I got a similar sense with Kemar Roofe, destined never to be in and or of the team, but a discreet entity surrounded by his own aura. But Roofe achieved something notable with the collective; promotion, and that cemented an enduring quality that Johnson could never have. 

Like the boat, what should have been a dream never quite fitted and he always felt like an asset to sell on. Part of the point, I suppose, was that he was with us for such a short period of time. Had he stayed we might, in two or three years, have had five or six Marvins and he would have been an original of a new breed and considered a club legend. Instead the fit was slightly awkward, the right player at the wrong time; a bit too good.

He didn’t do interviews or maintain much of a social media presence, he had all the assets of a great player on the pitch, but not the brand that engaged fully with the fans off it. It was more introversion and focus than arrogance, but his aloofness made him harder to love.

To some extent we are victims, or beneficiaries, of the financial doping of the Premier League. Although Johnson will be playing in the Championship, it’s no surprise that two of the teams that were in for him were ex-Premier League teams with parachute payments to spend. Time will tell whether blowing your wad on players is the best way of getting back to the big time – over time as more teams get into that position these spending-sprees will be less of a differentiator and we may drift back into the same cycle that has affected so many clubs who spend big, fail and then capitulate before eventually someone will learn a new way to succeed. For now, spending is believed to be the quickest way forward and that’s what we’re benefiting from. But this is perhaps one of the weird things about this; Johnson is the second largest fee we’ve received, but in five years he won’t be mentioned in the same breath as others in the top 10 like Elliot, Roofe or Beauchamp.

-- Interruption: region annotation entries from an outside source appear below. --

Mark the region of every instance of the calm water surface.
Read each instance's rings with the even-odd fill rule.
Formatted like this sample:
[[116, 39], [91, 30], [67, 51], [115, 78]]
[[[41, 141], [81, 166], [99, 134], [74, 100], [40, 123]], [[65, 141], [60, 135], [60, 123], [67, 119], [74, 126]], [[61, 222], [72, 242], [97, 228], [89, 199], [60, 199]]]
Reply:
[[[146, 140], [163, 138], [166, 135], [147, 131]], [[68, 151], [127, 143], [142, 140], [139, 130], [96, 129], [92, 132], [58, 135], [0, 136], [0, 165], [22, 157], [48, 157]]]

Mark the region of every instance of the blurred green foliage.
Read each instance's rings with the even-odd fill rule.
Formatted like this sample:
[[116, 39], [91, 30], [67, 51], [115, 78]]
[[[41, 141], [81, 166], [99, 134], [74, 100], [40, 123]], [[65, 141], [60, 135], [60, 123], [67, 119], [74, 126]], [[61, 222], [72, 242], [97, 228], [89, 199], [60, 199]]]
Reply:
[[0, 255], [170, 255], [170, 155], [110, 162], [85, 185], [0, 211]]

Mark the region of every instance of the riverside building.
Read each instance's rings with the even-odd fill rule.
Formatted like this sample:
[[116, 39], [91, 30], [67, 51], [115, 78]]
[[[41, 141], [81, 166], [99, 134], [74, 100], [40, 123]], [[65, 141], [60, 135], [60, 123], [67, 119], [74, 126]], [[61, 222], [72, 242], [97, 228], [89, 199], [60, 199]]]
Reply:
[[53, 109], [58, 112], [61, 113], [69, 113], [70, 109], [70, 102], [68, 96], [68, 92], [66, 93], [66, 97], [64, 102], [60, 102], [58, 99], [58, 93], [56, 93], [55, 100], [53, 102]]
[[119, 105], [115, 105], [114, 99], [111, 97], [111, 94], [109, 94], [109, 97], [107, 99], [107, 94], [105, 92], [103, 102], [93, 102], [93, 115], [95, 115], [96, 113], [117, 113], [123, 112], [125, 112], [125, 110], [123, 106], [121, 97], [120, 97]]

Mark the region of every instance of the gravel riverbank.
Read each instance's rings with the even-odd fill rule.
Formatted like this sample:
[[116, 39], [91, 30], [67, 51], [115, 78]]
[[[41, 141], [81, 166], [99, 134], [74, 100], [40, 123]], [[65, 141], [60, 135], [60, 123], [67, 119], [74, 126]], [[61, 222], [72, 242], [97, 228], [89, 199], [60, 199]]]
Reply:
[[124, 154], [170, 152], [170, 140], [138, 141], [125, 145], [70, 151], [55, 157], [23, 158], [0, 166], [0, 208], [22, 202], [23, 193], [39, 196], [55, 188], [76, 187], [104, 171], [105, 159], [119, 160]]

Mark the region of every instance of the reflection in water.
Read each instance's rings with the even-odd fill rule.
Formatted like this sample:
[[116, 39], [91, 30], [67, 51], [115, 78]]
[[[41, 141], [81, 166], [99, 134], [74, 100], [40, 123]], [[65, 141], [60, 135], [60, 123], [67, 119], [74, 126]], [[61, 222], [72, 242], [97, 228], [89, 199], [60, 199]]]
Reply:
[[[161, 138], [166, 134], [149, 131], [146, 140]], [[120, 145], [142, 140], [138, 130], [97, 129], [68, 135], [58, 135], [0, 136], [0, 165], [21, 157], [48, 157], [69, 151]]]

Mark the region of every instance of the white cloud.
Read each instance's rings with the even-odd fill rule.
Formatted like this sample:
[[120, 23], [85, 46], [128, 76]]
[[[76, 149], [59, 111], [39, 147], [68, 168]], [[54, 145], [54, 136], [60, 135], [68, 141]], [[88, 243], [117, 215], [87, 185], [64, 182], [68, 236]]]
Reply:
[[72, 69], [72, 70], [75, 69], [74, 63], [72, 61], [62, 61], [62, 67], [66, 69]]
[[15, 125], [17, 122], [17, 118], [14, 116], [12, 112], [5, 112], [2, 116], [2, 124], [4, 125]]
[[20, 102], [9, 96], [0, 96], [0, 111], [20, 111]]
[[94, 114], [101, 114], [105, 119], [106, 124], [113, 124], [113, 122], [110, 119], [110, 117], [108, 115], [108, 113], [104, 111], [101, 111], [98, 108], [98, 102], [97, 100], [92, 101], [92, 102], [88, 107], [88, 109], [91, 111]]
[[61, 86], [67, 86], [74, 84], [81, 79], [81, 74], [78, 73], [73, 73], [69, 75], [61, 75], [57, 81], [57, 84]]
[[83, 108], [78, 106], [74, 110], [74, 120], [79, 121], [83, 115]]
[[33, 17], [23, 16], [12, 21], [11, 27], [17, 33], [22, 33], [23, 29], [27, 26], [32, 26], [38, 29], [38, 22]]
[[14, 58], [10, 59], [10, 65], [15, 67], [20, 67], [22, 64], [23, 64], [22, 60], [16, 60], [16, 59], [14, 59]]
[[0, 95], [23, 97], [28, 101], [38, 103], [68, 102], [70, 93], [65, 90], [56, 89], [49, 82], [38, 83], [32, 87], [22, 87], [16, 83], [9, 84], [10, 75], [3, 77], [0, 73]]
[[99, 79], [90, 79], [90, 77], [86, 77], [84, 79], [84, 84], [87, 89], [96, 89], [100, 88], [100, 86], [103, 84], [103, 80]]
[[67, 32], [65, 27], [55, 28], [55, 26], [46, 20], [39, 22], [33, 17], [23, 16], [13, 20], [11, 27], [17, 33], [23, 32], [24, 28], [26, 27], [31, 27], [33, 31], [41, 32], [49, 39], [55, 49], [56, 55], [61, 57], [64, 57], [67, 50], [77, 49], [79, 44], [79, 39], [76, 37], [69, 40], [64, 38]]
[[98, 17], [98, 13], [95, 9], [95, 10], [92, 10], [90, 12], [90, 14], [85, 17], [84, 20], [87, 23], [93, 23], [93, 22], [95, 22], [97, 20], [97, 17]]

As for Johnson’s conduct during the episode, people are being wholly unfair. Firstly, his physicality and ability is the result of hard work and focus, the same focus that allows him the option of moving into the Championship or beyond. He has earned the move and deserves it. The reality is that he is far more likely to play in the Championship and beyond with Middlesborough than with us. That said, it’s still a big decision for him personally and professionally, so to expect it not to affect him is nonsense. Secondly, there is likely to have been a significant amount of admin involved in getting the deal over the line with payments to Motherwell as well as plenty to negotiate between players, agents and clubs. Third, once a deal was likely, it was in nobody’s interest to scupper it by playing Johnson and risking injury. And finally, delaying the announcement until the last minute discouraged a bidding war, which may have been good for us if it had forced the fee up, but it would have created uncertainty which could also have killed the deal. Football transfers can be messy; it’s not Johnson’s fault that he and we have to go through such processes where in normal working environments he would just hand his notice in and leave with a handshake.

For me, Johnson and Oxford never quite gelled. But, this is not his fault. In the future, he’ll probably be viewed in the same way as someone like Dean Windass; fondly but not deferentially. For a fleeting period he was exciting to watch, as good as those we remember as legends, and while we may never learn to love him wholly, he’s a product of his own hard work; so he deserves his move and I hope he succeeds.